Gremlin is a cloud-native platform that runs in any environment. Gremlin supports all public cloud environments — AWS, Azure, and GCP — and runs on Linux, Windows, and containerized environments like Kubernetes, and bare metal.

In 2010, Netflix introduced a technology to switch production software instances off randomly — like setting a monkey loose in a server room — to test how the cloud handled its services.
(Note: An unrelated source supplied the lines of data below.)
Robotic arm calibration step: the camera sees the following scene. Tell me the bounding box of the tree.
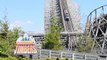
[0,19,21,55]
[77,33,94,52]
[44,17,63,50]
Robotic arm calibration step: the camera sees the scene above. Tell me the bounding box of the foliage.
[0,17,21,60]
[46,58,51,60]
[65,58,69,60]
[56,58,60,60]
[43,17,63,50]
[77,34,93,52]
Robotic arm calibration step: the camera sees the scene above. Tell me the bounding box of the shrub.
[56,58,60,60]
[65,58,69,60]
[46,58,51,60]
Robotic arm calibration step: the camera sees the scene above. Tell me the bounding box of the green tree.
[44,17,63,50]
[0,19,21,55]
[77,33,94,52]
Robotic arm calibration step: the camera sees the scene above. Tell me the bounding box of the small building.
[14,34,37,55]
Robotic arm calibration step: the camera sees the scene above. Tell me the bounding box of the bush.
[56,58,60,60]
[46,58,51,60]
[65,58,69,60]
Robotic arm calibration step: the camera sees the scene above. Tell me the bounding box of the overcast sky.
[0,0,107,33]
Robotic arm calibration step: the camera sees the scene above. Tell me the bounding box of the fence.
[35,50,100,60]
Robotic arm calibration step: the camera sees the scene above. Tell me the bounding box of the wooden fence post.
[60,52,63,58]
[72,53,75,60]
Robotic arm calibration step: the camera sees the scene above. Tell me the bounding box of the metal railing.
[35,50,100,60]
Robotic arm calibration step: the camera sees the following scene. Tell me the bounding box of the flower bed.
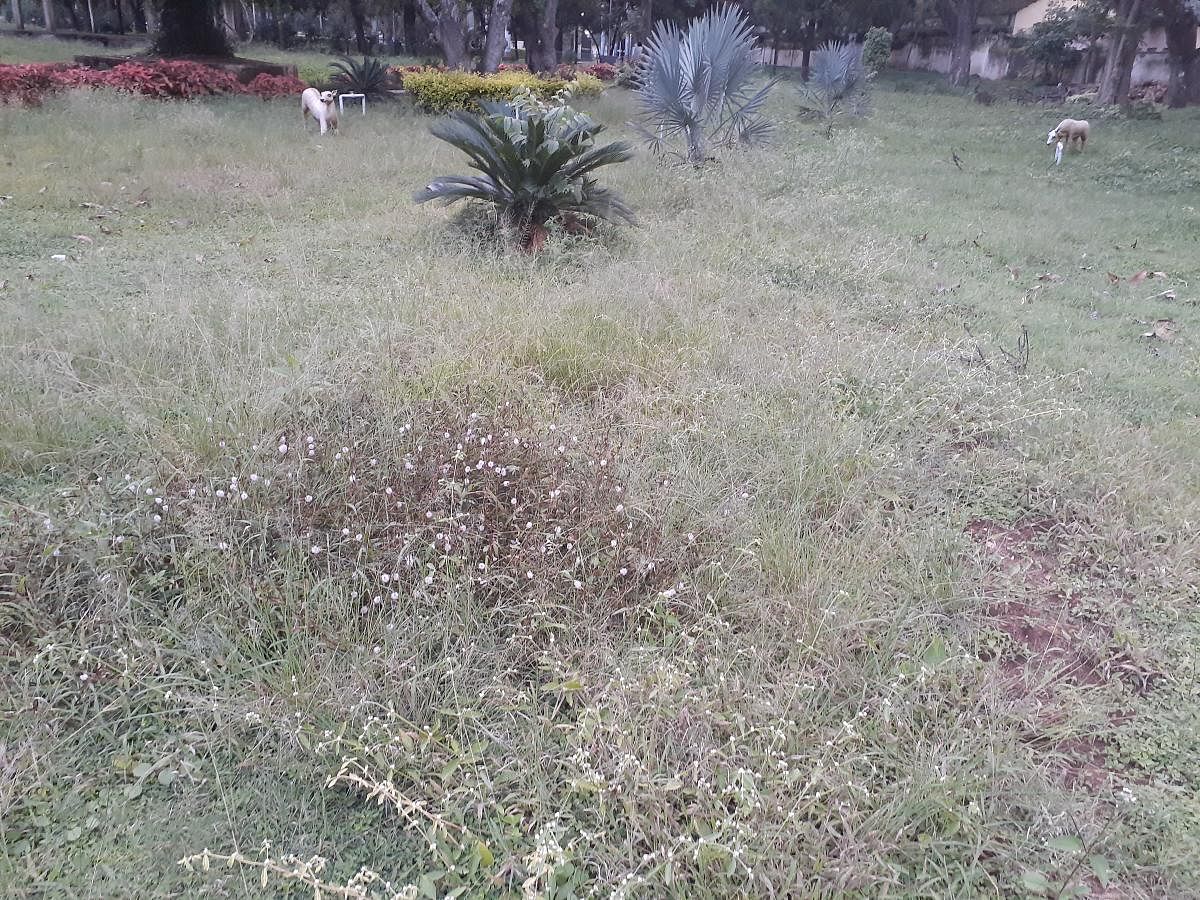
[0,60,306,106]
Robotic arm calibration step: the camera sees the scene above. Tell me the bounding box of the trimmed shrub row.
[402,68,604,113]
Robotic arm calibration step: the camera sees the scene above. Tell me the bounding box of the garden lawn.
[0,72,1200,898]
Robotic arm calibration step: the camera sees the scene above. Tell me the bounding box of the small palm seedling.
[413,96,634,250]
[637,6,775,166]
[329,56,388,97]
[800,41,871,121]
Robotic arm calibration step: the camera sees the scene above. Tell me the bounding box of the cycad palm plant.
[329,56,388,97]
[802,41,871,119]
[637,6,775,166]
[413,103,634,248]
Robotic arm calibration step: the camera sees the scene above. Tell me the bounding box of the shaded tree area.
[155,0,233,56]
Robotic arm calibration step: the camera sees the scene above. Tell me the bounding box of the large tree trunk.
[418,0,470,68]
[1096,0,1145,107]
[155,0,233,56]
[482,0,512,72]
[527,0,559,72]
[402,0,430,56]
[350,0,371,56]
[1160,0,1200,109]
[937,0,979,88]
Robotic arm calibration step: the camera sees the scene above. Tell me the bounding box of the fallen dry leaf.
[1142,319,1180,341]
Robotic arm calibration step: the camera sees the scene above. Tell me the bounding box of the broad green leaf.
[1046,834,1084,853]
[1087,854,1112,887]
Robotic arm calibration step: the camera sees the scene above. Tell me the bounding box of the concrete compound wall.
[892,29,1200,85]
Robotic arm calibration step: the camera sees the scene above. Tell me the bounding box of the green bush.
[863,28,892,72]
[404,71,604,113]
[296,64,334,88]
[413,89,634,250]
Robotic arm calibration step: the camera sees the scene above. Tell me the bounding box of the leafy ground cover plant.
[402,67,604,113]
[414,91,634,250]
[0,60,305,106]
[637,6,774,166]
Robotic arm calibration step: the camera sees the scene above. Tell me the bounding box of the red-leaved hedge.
[0,60,306,106]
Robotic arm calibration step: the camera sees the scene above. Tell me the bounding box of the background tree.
[1096,0,1151,108]
[1025,6,1082,82]
[1158,0,1200,108]
[418,0,470,68]
[481,0,512,72]
[936,0,974,88]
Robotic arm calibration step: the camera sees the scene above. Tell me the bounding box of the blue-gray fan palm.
[802,41,871,119]
[637,6,775,164]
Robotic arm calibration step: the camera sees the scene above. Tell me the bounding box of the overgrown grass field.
[0,61,1200,898]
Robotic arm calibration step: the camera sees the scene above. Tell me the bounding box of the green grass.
[0,65,1200,896]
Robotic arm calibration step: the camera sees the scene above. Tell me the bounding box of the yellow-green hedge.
[404,70,604,113]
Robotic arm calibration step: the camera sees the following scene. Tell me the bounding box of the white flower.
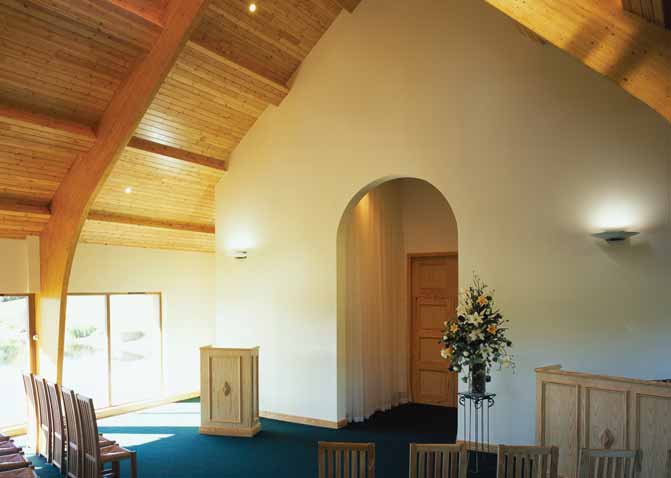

Thus, the tool Chaos Monkey was born.

Chaos engineering matured at organizations such as Netflix, and gave rise to technologies such as Gremlin (2016), becoming more targeted and knowledge-based.

Now let's start Gremlin Chaos Engineering Experiments on Google Cloud as follows :

  1. Gremlin Shutdown Attack on GKE Pods to validate the High Availability of the application
  2. Gremlin CPU Attack on GKE Pods to validate GKE Horizontal Pod Autoscaling
  3. Gremlin Blackhole Attack on GKE Load Balancer to validate High Availability of web application on GKE

As the part of prerequisites, we already signed up for the Gremlin Web App account.

To signup for a Gremlin Web App account → https://app.gremlin.com/signup

In order to perform various chaos experiments on GKE, we need to install the Gremlin Kubernetes Client in GKE so that we can create various attacks on GKE from the Gremlin web application.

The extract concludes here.